I think this is a problem that occurs when having multi-node transactions communication, whenever a “slave” accepts a transaction and then receives the same transaction from another node which is also accepted. Then, when it tries to commit both, it fails.

I assumed the wsrep would take care of such events, but it seems it does not, at least not always.

Sadly, we had to migrate to a “one way transactions flow arquitecture” to avoid such problems:

  • We now have two datacenters, DC1 and DC2. On DC1 we have two nodes, A and B and on DC2 only one C.
  • Writes are performed to only node A, so that a transaction goes from A to B and then from DC1 to DC2 to C.

In theory, we could also write to B, but we’ve noticed some problems/conflicts resulting from gap locks while in multi-node writing.

Horizontal scaling is somewhat impossible this way, but for us the goal is redundancy and high-availability. For now, at least…
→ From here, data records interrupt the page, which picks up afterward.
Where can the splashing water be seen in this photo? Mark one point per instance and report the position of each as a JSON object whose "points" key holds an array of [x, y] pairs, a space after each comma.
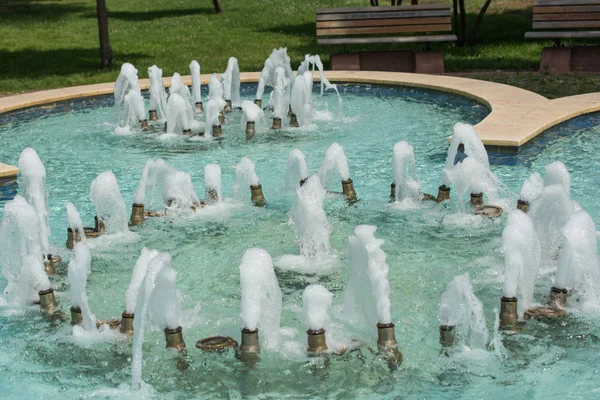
{"points": [[261, 296], [459, 307]]}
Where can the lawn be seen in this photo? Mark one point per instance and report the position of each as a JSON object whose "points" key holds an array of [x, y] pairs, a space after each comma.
{"points": [[54, 43]]}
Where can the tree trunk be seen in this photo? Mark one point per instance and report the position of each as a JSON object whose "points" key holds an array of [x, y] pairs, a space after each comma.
{"points": [[105, 49], [218, 6], [462, 38], [478, 21]]}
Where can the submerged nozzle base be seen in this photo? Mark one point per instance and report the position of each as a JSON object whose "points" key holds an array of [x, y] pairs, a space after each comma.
{"points": [[294, 121], [443, 194], [47, 300], [523, 205], [127, 323], [174, 339], [348, 190], [447, 335], [257, 197], [316, 341], [250, 129], [508, 313], [137, 214], [250, 343], [76, 316]]}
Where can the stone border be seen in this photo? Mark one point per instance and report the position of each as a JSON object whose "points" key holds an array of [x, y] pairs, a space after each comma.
{"points": [[517, 115]]}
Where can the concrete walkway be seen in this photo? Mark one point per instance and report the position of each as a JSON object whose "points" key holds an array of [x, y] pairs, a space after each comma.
{"points": [[517, 115]]}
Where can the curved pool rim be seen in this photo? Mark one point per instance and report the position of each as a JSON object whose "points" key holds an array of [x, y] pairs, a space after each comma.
{"points": [[517, 115]]}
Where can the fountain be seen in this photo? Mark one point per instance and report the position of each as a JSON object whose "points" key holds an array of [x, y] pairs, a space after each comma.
{"points": [[251, 114], [310, 221], [79, 270], [196, 85], [231, 84], [34, 191], [317, 304], [367, 295], [158, 95], [335, 161], [406, 186], [531, 191], [109, 204], [297, 172], [260, 303], [21, 252], [246, 177], [461, 317], [522, 255]]}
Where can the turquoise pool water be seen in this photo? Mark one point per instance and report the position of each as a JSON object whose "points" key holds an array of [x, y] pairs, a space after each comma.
{"points": [[76, 141]]}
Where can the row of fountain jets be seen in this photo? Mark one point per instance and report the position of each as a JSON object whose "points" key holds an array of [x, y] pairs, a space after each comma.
{"points": [[290, 96], [556, 228]]}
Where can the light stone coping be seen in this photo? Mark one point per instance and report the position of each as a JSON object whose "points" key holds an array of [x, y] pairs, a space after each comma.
{"points": [[516, 116]]}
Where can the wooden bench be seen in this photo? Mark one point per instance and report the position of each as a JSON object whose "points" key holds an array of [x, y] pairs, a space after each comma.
{"points": [[567, 19], [424, 23]]}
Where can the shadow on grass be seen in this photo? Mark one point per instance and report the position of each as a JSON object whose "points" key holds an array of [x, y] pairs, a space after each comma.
{"points": [[35, 64], [12, 11], [154, 14]]}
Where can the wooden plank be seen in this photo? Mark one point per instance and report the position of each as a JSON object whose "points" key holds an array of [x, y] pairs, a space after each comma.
{"points": [[382, 9], [374, 15], [566, 17], [383, 22], [396, 39], [570, 9], [385, 29], [565, 2], [566, 25], [562, 35]]}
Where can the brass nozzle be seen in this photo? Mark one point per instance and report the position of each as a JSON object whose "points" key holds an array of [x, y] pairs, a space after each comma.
{"points": [[523, 205], [294, 121], [276, 123], [250, 129], [316, 341], [137, 214], [250, 343], [47, 300], [76, 316], [257, 197], [508, 313], [174, 338], [558, 297], [476, 199], [386, 336], [228, 107], [446, 335], [127, 323], [348, 190], [443, 194]]}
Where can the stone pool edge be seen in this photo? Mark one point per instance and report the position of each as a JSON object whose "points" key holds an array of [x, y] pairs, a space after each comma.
{"points": [[517, 115]]}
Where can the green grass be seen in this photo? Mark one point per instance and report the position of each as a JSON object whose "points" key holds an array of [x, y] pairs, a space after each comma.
{"points": [[54, 43]]}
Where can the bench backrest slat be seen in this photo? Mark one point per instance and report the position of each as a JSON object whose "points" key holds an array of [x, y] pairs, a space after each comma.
{"points": [[564, 14], [361, 21]]}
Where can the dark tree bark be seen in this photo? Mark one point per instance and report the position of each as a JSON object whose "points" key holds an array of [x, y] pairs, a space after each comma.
{"points": [[218, 6], [105, 49]]}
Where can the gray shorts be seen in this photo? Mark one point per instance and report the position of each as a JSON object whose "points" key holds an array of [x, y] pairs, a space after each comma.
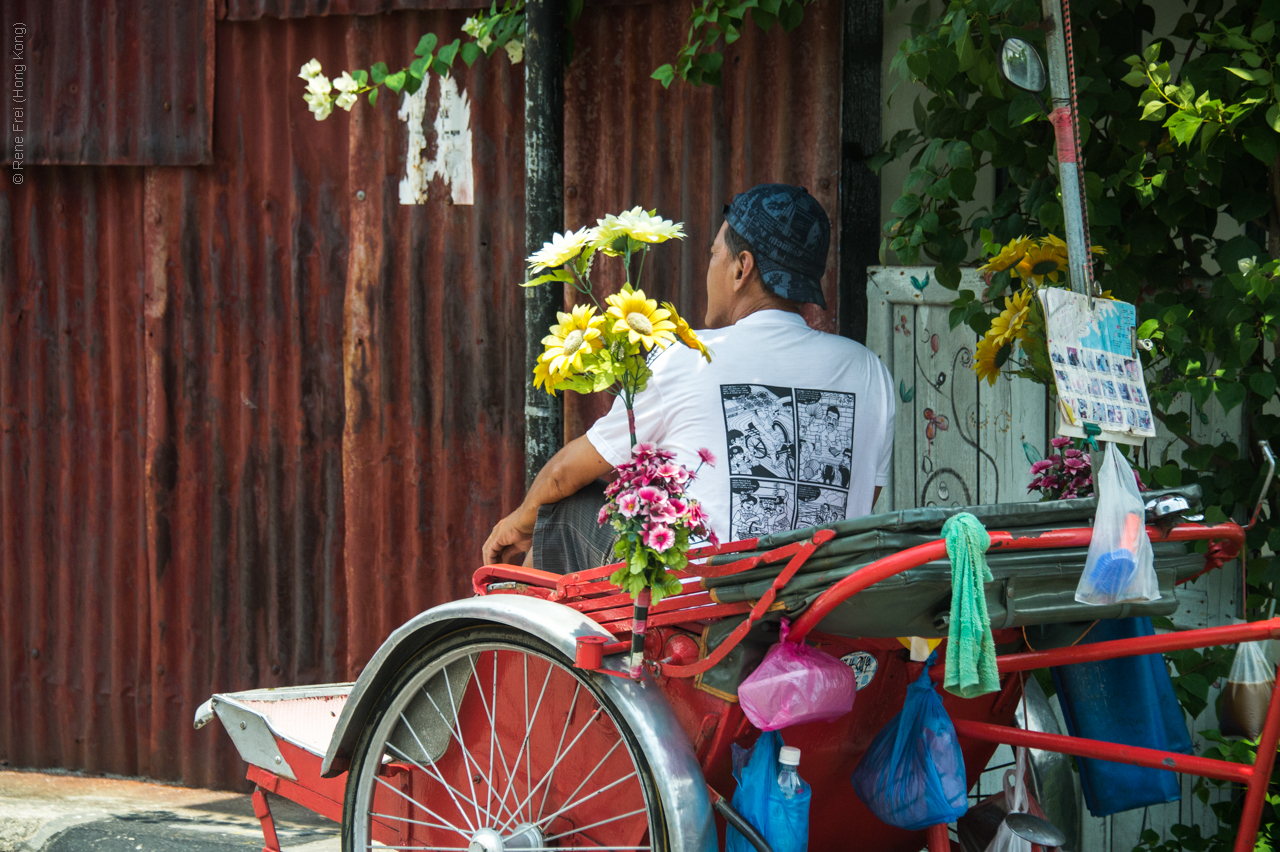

In your case, it seems the transaction was originally made to B, so the error should only occur if you haven’t configured segments for each node. I think…

Jorang,

You might be on to something. I did not configure gmcast.segment. I have done that now, thanks for the tip. For future googlers: check out [URL=“http://galeracluster.com/documentation-webpages/galeraparameters.html#gmcast-segment”]http://galeracluster.com/documentati...gmcast-segment[/URL]

That said, I am not confident that this will solve the issue. I find it intriguing that your “sequence” is a multicolumn unique key. The same is true for my index on un_inspection_repairorder (a unique on 2 columns). This doesn’t look like a coincidence, right? I wonder how to formulate a bug report to percona (or galera?) on this.
Some extra information. Some people experience the same issue using mariadb.
See: [URL][MDEV-9309] Galera node crashed with error code 1062 - Jira
That makes me think this is a galera issue. I’ve also found a percona bug report saying something very similar. [URL]https://bugs.launchpad.net/codership-mysql/+bug/1179361[/URL] and that should already be fixed in 5.6.19-25.6 . But I am unsure if this is the same error. In my case my unique index is on a mediumint and smallint, the report talks about UTF8. But this might be the cause of the issue in your case. Does one or more of your unique key columns contain UTF characters? If so, try upgrading to 5.6.19. … Edit: forget it, we’re both on 5.7.18.

In my use case I need to be able to write on all nodes. But, in normal operation we pin each individual database to a database server. We use proxysql for this. As mentioned in the documentation and advice from Percona, it is considered a bad idea to have multiple nodes receive writes at the same time, so we try to avoid it as best we can.